## Text search with English example
### Change these to reflect your data folder and search terms

In [1]:
document_folder = "documents/sotu/*.txt"

search_terms = ["america", "free", "just", "equal", "war"]

#This must be an excel/xlsx filename
results_filename = "results_sotu.xlsx"

#To show the full text, put "True" (capitalize 'T')
show_all_data = False 

### Install and import dependencies

In [2]:
!pip install openpyxl



In [3]:
import glob
import pandas as pd

if show_all_data is True:
    pd.set_option('display.max_rows', None)
    pd.set_option('display.max_columns', None)
    pd.set_option('display.width', None)
    pd.set_option('display.max_colwidth', None)
    
else:
    pd.set_option('display.max_rows', 100)
    pd.set_option('display.max_columns', 20)
    pd.set_option('display.width', 50)
    pd.set_option('display.max_colwidth', 500)

### Scan and load all text files

In [4]:
glob.glob(document_folder)

['documents/sotu/1923_Coolidge.txt',
 'documents/sotu/2016_Obama.txt',
 'documents/sotu/1889_Harrison.txt',
 'documents/sotu/1795_Washington.txt',
 'documents/sotu/1840_Buren.txt',
 'documents/sotu/1856_Pierce.txt',
 'documents/sotu/1949_Truman.txt',
 'documents/sotu/1989_Bush.txt',
 'documents/sotu/1894_Cleveland.txt',
 'documents/sotu/1902_Roosevelt.txt',
 'documents/sotu/1829_Jackson.txt',
 'documents/sotu/2005_Bush.txt',
 'documents/sotu/2014_Obama.txt',
 'documents/sotu/1919_Wilson.txt',
 'documents/sotu/1792_Washington.txt',
 'documents/sotu/1877_Hayes.txt',
 'documents/sotu/1811_Madison.txt',
 'documents/sotu/1859_Buchanan.txt',
 'documents/sotu/1907_Roosevelt.txt',
 'documents/sotu/1932_Hoover.txt',
 'documents/sotu/1858_Buchanan.txt',
 'documents/sotu/2015_Obama.txt',
 'documents/sotu/1885_Cleveland.txt',
 'documents/sotu/1882_Arthur.txt',
 'documents/sotu/1820_Monroe.txt',
 'documents/sotu/1981_Carter.txt',
 'documents/sotu/1924_Coolidge.txt',
 'documents/sotu/1921_Harding.tx

In [5]:
all_texts = {}

for filename in glob.glob(document_folder):
    with open(filename) as file:
        all_texts[filename] = file.read().lower()

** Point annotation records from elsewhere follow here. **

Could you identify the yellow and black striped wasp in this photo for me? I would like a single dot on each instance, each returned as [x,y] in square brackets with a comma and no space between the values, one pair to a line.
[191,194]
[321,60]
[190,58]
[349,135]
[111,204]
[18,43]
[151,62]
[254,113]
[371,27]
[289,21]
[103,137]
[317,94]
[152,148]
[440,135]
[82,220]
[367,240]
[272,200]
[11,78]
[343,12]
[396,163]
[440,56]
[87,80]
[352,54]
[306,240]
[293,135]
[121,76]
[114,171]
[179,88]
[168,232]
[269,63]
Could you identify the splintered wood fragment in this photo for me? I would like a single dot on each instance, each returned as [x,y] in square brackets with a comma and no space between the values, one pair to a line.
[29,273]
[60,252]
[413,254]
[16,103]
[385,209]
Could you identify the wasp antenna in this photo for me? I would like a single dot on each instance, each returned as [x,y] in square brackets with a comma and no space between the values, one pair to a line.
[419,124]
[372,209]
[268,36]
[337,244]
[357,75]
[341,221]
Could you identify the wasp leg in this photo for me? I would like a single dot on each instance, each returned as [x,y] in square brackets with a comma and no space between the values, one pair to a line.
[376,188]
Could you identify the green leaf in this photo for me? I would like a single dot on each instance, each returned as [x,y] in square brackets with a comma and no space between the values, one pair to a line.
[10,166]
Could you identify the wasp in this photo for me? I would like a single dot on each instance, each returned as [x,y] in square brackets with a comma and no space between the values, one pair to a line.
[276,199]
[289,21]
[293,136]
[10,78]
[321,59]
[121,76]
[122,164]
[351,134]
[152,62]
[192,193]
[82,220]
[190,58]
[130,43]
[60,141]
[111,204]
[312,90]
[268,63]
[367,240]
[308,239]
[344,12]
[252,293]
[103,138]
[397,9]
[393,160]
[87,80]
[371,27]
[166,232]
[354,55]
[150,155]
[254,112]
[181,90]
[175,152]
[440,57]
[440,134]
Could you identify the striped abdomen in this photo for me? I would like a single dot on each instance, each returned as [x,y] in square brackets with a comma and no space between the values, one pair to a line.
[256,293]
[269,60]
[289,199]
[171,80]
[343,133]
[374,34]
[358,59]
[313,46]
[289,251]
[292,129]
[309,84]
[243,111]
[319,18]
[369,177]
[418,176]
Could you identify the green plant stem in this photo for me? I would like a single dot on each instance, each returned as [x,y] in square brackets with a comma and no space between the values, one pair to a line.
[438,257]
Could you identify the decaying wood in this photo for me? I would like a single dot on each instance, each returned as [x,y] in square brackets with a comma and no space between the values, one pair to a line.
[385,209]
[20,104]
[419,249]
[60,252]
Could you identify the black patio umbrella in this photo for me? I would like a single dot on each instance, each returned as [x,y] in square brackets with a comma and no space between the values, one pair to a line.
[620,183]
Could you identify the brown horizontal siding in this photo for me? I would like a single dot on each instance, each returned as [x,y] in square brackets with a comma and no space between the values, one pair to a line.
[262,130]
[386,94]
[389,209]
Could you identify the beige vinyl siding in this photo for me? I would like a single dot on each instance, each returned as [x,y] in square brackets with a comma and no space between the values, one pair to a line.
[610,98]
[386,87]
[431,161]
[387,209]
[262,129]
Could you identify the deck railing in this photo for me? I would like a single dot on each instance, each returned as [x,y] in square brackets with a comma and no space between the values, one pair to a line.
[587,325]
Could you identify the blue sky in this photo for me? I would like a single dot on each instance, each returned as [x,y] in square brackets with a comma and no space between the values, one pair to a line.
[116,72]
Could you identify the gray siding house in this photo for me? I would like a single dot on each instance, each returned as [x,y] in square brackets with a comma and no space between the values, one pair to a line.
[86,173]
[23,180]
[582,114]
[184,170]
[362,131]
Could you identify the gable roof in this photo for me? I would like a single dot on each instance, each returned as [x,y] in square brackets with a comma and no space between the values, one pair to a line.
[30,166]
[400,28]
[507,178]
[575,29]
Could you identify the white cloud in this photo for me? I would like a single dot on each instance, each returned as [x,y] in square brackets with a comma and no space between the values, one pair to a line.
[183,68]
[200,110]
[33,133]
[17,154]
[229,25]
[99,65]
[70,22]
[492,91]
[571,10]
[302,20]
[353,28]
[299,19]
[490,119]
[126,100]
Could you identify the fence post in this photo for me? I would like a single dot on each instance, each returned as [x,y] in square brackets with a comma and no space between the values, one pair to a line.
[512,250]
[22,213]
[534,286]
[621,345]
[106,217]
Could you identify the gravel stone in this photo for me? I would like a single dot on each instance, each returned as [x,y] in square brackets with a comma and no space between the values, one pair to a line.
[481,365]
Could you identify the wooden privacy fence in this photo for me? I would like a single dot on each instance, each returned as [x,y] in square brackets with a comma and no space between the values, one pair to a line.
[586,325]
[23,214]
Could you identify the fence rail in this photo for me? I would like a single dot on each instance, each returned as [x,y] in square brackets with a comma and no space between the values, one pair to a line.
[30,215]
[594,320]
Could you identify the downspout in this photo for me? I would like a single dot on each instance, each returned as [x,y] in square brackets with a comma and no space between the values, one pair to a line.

### Convert to pandas dataframe

In [6]:
all_texts_df = pd.DataFrame(all_texts,index=[0]).T
all_texts_df.columns = ["text"]
all_texts_df.sample(5)

Unnamed: 0,text
documents/sotu/1926_Coolidge.txt,"members of the congress:\n\nin reporting to the congress the state of the union, i find it impossible\nto characterize it other than one of general peace and prosperity. in some\nquarters our diplomacy is vexed with difficult and as yet unsolved\nproblems, but nowhere are we met with armed conflict. if some occupations\nand areas are not flourishing, in none does there remain any acute chronic\ndepression. what the country requires is not so much new policies as a\nsteady continuation of tho..."
documents/sotu/1923_Coolidge.txt,"since the close of the last congress the nation has lost president harding.\nthe world knew his kindness and his humanity, his greatness and his\ncharacter. he has left his mark upon history. he has made justice more\ncertain and peace more secure. the surpassing tribute paid to his memory as\nhe was borne across the continent to rest at last at home revealed the\nplace he held in the hearts of the american people. but this is not the\noccasion for extended reference to the man or his work. ..."
documents/sotu/1850_Fillmore.txt,"fellow-citizens of the senate and of the house of representatives:\n\nbeing suddenly called in the midst of the last session of congress by a\npainful dispensation of divine providence to the responsible station which\ni now hold, i contented myself with such communications to the legislature\nas the exigency of the moment seemed to require. the country was shrouded\nin mourning for the loss of its venerable chief magistrate and all hearts\nwere penetrated with grief. neither the time nor th..."
documents/sotu/1947_Truman.txt,"mr. president, mr. speaker, members of the congress of the united states:\n\nit looks like a good many of you have moved over to the left since i was\nhere last!\n\ni come before you today to report on the state of the union and, in the\nwords of the constitution, to recommend such measures as i judge necessary\nand expedient.\n\ni come also to welcome you as you take up your duties and to discuss with\nyou the manner in which you and i should fulfill our obligations to the\namerican people ..."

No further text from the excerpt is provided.